DeepMind's response to Sora: Google DeepMind, Google's flagship AI research lab, goals to beat OpenAI within the video generation game. On Monday, DeepMind announced Veo 2, a next-generation video-generating AI that may create greater than two-minute clips in resolutions as much as 4K (4,096 x 2,160 pixels).
OpenAI whistleblower found dead: According to the San Francisco Office of the Chief Medical Examiner, a former OpenAI worker, Suchir Balaji, was recently found dead in his San Francisco apartment. In October, the 26-year-old AI researcher raised concerns that OpenAI violated copyright law in an interview with The New York Times.
Grammarly acquires Coda: Grammarly, best known for its style and spelling checking tools, has acquired productivity startup Coda for an undisclosed amount. As a part of the deal, Shishir Mehrotra, CEO and co-founder of Coda, will develop into the brand new CEO of Grammarly.
Cohere works with Palantir: TechCrunch exclusively reported that Cohere, the $5.5 billion enterprise-focused AI startup, has partnered with data analytics firm Palantir. Palantir is vocal about its demise – sometimes controversial – work with US defense and intelligence agencies.
Research paper of the week
Anthropic has pulled back the curtain on Clio (“Clhears ISights and OObservations), a system that helps the corporate understand how customers use its various AI models. Clio, which compares Anthropic to analytics tools like Google Trends, provides “beneficial insights” to enhance the safety of Anthropic’s AI, the corporate claims.

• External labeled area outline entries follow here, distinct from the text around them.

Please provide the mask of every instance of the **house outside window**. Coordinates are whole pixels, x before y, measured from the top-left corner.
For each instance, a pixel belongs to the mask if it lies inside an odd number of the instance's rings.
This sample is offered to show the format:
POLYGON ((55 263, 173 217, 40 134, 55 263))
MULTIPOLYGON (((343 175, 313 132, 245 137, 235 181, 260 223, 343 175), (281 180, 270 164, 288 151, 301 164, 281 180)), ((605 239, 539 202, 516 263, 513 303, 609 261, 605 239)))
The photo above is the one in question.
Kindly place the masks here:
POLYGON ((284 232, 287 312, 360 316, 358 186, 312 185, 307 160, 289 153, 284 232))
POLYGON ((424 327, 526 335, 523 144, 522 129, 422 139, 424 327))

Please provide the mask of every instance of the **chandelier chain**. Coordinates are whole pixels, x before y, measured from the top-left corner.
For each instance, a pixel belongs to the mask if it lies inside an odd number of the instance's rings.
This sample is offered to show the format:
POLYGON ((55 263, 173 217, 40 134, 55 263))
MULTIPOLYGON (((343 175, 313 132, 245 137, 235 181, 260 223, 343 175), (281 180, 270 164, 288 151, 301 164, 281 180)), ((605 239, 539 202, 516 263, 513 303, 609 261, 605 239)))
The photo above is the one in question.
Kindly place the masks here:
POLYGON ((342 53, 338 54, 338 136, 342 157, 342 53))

Anthropic hired Clio to compile anonymized usage data, a few of which the corporate released last week. What do customers use Anthropic’s AI for? A variety of tasks – but web and mobile app development, content creation and academic research are at the highest of the list. Predictably, use cases vary by language. For example, Japanese speakers usually tend to ask Anthropic's AI to research anime than Spanish speakers.
Model of the week
AI startup Pika has released its next-generation video generation model. Pika 2which may create a clip from a user-specified character, object and placement. Pika's platform allows users to upload multiple references (e.g. images of a boardroom and office employees), and Pika 2 “guesses” the role of every reference before combining them right into a single scene.

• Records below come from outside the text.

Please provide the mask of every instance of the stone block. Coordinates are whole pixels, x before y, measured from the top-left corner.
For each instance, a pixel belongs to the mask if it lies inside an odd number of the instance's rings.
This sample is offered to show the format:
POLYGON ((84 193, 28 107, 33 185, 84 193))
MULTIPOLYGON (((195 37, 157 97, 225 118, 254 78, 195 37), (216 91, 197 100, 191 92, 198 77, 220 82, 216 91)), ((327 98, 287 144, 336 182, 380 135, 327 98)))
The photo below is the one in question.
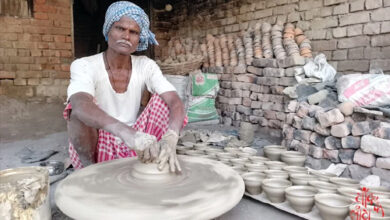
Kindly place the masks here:
POLYGON ((368 121, 356 122, 352 126, 352 135, 361 136, 371 132, 370 123, 368 121))
POLYGON ((321 91, 318 91, 314 94, 309 95, 307 97, 307 101, 309 102, 310 105, 318 104, 326 98, 328 93, 329 93, 328 90, 323 89, 321 91))
POLYGON ((310 143, 311 131, 307 130, 295 130, 294 139, 298 141, 303 141, 304 143, 310 143))
POLYGON ((353 156, 353 162, 364 167, 373 167, 375 166, 376 158, 373 154, 357 150, 353 156))
POLYGON ((286 59, 278 60, 278 66, 281 68, 293 67, 293 66, 303 66, 306 63, 306 60, 302 56, 289 56, 286 59))
POLYGON ((346 137, 351 133, 351 125, 349 123, 340 123, 332 125, 330 129, 330 134, 335 137, 346 137))
POLYGON ((310 142, 318 147, 323 147, 325 145, 325 137, 313 132, 310 135, 310 142))
POLYGON ((293 119, 292 125, 296 129, 302 129, 302 118, 294 115, 294 119, 293 119))
POLYGON ((352 149, 340 149, 339 158, 344 164, 352 164, 353 156, 355 155, 355 150, 352 149))
POLYGON ((322 159, 323 156, 323 149, 321 147, 317 147, 315 145, 310 145, 309 148, 309 155, 316 159, 322 159))
POLYGON ((254 67, 254 66, 248 66, 246 68, 246 71, 249 72, 249 73, 253 73, 257 76, 262 76, 263 75, 263 69, 261 68, 257 68, 257 67, 254 67))
POLYGON ((381 157, 390 157, 390 140, 377 138, 372 135, 364 135, 360 148, 366 153, 372 153, 381 157))
POLYGON ((325 148, 329 150, 335 150, 341 148, 340 138, 328 136, 325 138, 324 143, 325 143, 325 148))
POLYGON ((253 59, 253 66, 277 68, 278 64, 276 62, 276 59, 255 58, 253 59))
POLYGON ((323 149, 323 153, 325 159, 328 159, 333 163, 340 163, 338 150, 323 149))
POLYGON ((341 138, 341 146, 344 149, 359 149, 360 148, 360 137, 347 136, 341 138))
POLYGON ((323 135, 323 136, 329 136, 330 135, 330 129, 324 128, 320 124, 316 123, 314 125, 314 132, 323 135))
POLYGON ((371 174, 371 169, 363 167, 357 164, 351 164, 348 166, 348 170, 351 173, 352 179, 362 180, 371 174))
POLYGON ((390 170, 390 157, 378 157, 375 166, 390 170))
POLYGON ((352 115, 355 104, 353 102, 343 102, 337 106, 337 108, 344 114, 344 116, 352 115))
POLYGON ((390 20, 390 8, 379 8, 371 13, 373 21, 388 21, 390 20))
POLYGON ((302 118, 302 128, 310 131, 314 131, 314 126, 316 125, 316 120, 309 116, 304 116, 302 118))
POLYGON ((328 112, 319 112, 316 118, 322 127, 329 127, 344 121, 344 115, 337 108, 328 112))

Of course, no model is ideal. Check out the “anime” created by Pika 2 below, which has impressive consistency but suffers from the aesthetic weirdness present in all generative AI shots.

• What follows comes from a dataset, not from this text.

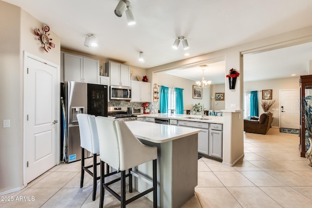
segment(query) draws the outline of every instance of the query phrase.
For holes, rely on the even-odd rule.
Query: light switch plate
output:
[[[3,128],[11,127],[11,120],[3,120]]]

pic.twitter.com/3jWCy4659o As I said before, anime shall be the primary genre to be 100% AI generated. It's amazing to see what’s already possible with Pika 2.0
— Chubby♨️ (@kimmonismus) December 16, 2024
Nevertheless, the tools within the video sector are improving in a short time – and are arousing the interest and anger of creative professionals in equal measure.
Lucky bag
The Future of Life Institute (FLI), the nonprofit organization co-founded by MIT cosmologist Max Tegmark, has released an “AI Safety Index” designed to evaluate the security practices of leading AI firms in five key areas: current harms, safety framework, existential safety strategy, Governance and accountability in addition to transparency and communication.
With an overall grade of F, Meta was the worst of the group evaluated within the index. (The index uses a numerical and GPA-based scoring system.) Anthropic was one of the best, but didn't manage to improve than a C—suggesting there's room for improvement.